The novel shade system Flectofin (PDF), based on the deformation of the Bird of Paradise flower, uses flexibility of form to manipulate vertically slotted screens on double curved surfaces. The screen can open and close, letting in light and air based on conditions, and has none of the hinged and expensively fabricated parts of traditional screens. It won the Schauenburg Foundation International Bionic Award in 2012 for its designers and collaborators at the Institute of Building Structures and Structural Design (ITKE), University of Stuttgart, the Plant Biomechanics Group of the Albert-Ludwigs-University of Freiburg and the Institute of Textile Technology and Process Engineering ITV Denkendorf

Bird of paradise photo by D. Laird via FlickrA derivative of the Flectofin, designed by Soma Architecture of Vienna, Austria, was constructed on the Theme Pavilion at the Expo 2012 in Yeosu, South Korea. The designers used glass-fiber reinforced plastics, which combined high tensile strength with low bending stiffness. The 108 GRP slats, or lamella, are activated by a simple principle. They are compressed together from top and bottom, as you would a flexible ruler, and as they bend, the openings between get wider. A large reversible elastic deformation similar to those found in nature takes place. A system of sensors and servomotors control the lamella, and they are decked with LEDs for use as a continually changing media display.

Skidmore, Owings and Merrill and architects Adrian Smith and Gordon Gill designed the Pearl River Tower in Guangzhou, China which they claim to be the most energy efficient super-tall building in the world. It is the largest radiant-cooled building in the world and uses chill beams as Council House II does.

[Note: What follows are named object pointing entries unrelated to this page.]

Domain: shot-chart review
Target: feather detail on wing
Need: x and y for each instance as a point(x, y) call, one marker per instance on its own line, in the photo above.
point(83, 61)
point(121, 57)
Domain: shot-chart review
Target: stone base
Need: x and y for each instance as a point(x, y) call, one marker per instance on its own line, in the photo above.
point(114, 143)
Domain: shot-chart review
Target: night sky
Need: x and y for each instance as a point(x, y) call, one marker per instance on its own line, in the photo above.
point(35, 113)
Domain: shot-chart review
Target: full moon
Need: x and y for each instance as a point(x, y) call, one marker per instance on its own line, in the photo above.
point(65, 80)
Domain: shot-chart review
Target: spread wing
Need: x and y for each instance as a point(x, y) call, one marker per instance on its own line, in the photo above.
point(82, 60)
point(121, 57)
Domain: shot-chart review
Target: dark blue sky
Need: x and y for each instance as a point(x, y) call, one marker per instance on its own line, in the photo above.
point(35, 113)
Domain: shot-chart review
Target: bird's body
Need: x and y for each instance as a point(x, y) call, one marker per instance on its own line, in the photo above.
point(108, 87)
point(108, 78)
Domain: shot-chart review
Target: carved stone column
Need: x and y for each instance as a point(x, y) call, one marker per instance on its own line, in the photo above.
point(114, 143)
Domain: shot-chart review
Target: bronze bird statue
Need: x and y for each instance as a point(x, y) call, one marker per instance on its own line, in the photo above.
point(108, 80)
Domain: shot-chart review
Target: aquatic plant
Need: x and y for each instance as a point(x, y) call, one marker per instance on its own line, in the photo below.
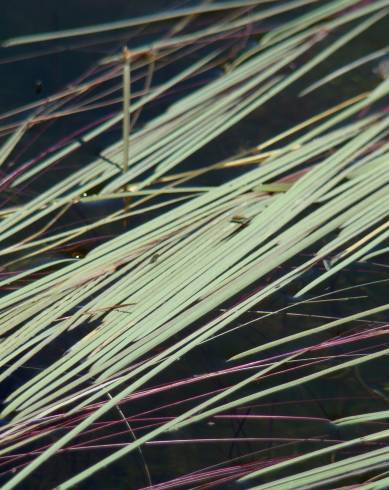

The design also employs the manipulated flow of air through the building to generate power for itself. Openings in the flat façade funnel air through it and along the way the Venturi effect takes hold and powers a series of vertical axis wind turbines. The design also called for a daisy-chained array of multi-fueled micro-turbines, but a lack of a buy-back agreement with the local power company has postponed their installation. These turbines would provide enough additional power to make this massive 70-floor tower close to a zero net energy building.

These examples are a handful of positive steps toward the reduction of the energy load of our buildings and the resultant air pollution it entails. The designs are innovative and green in part because of their bio-inspired natures. We just need a lot more of them.